Паша протянул ему ключи, которые лежали на столе в компании со всем сырцовским арсеналом. Малыш взял ключи и бесшумно исчез из схрона. Поднялся и Паша, чтобы присесть на топчан совсем рядом с Сырцовым. Очень хотел ему в испуганные глазки посмотреть. Посмотрел и удивился: взгляд у Сырцова был не совсем осмысленным, но не испуганным.
– Тебя, я думаю, сюда Рекс привел. Уходить буду – обязательно пристрелю этого пса-идиота. И Лукьяновне башку оторвать следовало бы. Это она, маразматичка, сюда с ним ходила.
– Откровенен, – констатировал Сырцов. – Значит, решил меня кончать.
– А как же! – радостно подтвердил Паша. – Обязательно кончу! Ужасно руки чешутся сделать это как можно быстрее. Но… – Он мельком глянул на свои наручные часы. – С трупом в одном помещении шесть с половиной часов находиться противно. Я тебя прямо перед уходом кончу.

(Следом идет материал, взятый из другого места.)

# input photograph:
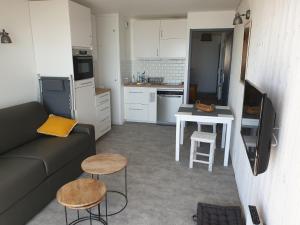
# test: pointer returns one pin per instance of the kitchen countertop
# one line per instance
(100, 91)
(179, 86)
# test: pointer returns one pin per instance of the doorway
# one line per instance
(209, 66)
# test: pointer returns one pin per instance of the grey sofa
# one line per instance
(33, 166)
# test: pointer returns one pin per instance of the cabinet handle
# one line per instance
(106, 118)
(135, 109)
(86, 83)
(136, 92)
(104, 102)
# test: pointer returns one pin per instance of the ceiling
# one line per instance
(157, 8)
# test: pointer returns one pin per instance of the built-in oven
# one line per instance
(82, 64)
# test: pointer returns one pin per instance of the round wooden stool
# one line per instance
(105, 164)
(83, 194)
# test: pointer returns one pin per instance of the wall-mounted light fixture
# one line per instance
(238, 17)
(5, 39)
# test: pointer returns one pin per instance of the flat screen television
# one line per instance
(258, 119)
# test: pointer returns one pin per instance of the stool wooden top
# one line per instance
(81, 193)
(104, 163)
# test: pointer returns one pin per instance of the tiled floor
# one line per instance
(160, 190)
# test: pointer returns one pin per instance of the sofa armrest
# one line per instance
(90, 130)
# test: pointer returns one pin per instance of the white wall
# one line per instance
(210, 20)
(18, 81)
(273, 66)
(109, 62)
(52, 37)
(204, 20)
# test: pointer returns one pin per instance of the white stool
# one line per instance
(204, 137)
(214, 125)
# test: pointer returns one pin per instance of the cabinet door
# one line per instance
(146, 38)
(85, 104)
(152, 107)
(50, 25)
(136, 95)
(173, 48)
(173, 28)
(136, 112)
(81, 25)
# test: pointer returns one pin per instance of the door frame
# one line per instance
(188, 58)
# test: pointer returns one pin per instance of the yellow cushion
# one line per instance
(57, 126)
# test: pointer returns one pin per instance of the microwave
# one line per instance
(82, 64)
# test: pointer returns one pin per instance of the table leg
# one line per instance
(227, 144)
(177, 148)
(223, 135)
(182, 132)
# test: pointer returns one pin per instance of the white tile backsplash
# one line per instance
(171, 70)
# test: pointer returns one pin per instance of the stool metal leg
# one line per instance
(66, 215)
(106, 217)
(99, 213)
(211, 156)
(126, 181)
(192, 153)
(90, 219)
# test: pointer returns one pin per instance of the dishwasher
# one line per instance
(168, 103)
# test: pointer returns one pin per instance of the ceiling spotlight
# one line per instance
(5, 37)
(238, 17)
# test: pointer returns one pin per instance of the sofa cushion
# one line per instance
(19, 124)
(18, 177)
(53, 151)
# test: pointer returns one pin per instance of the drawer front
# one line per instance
(102, 113)
(102, 127)
(136, 112)
(104, 124)
(103, 99)
(136, 95)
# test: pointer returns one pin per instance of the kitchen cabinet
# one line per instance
(173, 48)
(57, 25)
(103, 114)
(159, 38)
(81, 25)
(140, 104)
(50, 24)
(146, 38)
(173, 34)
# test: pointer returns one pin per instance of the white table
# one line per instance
(222, 115)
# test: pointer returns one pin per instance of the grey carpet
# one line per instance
(160, 190)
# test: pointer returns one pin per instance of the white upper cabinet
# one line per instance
(173, 48)
(159, 38)
(146, 38)
(81, 25)
(173, 29)
(50, 24)
(173, 34)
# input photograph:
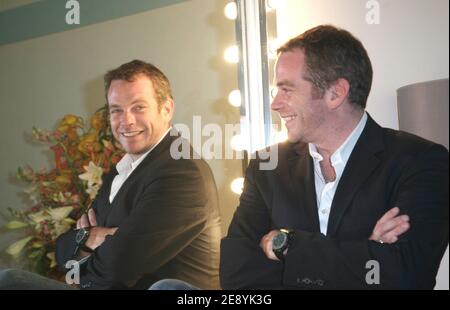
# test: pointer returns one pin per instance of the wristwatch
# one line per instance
(281, 242)
(81, 238)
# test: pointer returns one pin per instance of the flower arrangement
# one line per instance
(61, 194)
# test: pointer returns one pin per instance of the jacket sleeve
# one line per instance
(169, 215)
(243, 264)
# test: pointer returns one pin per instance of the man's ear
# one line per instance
(337, 93)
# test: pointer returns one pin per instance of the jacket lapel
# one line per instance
(362, 162)
(301, 172)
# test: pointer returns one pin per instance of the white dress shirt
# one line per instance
(325, 191)
(126, 166)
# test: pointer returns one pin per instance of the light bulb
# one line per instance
(272, 48)
(237, 185)
(231, 54)
(234, 98)
(231, 10)
(281, 136)
(273, 4)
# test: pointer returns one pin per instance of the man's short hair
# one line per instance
(332, 53)
(130, 70)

– Малыша отослал, чтобы выговориться всласть?
– Да нет. По делу. Но ты прав, выговориться хочется.
– Излагай, – одобрил его намерение Сырцов.
– Ишь ты, супермен сраный! – вдруг разозлился Паша. Он фалангами среднего и указательного пальцев правой руки прихватил сырцовский нос и с яростью стал выворачивать его в разные стороны. Слезы покатились у Сырцова из глаз. – Плачешь? Плачь, плачь, жук навозный!
Перестал вертеть нос, радостно оскалился. Сырцов ощутил, как теплые струйки от уголков глаз поползли к ушам.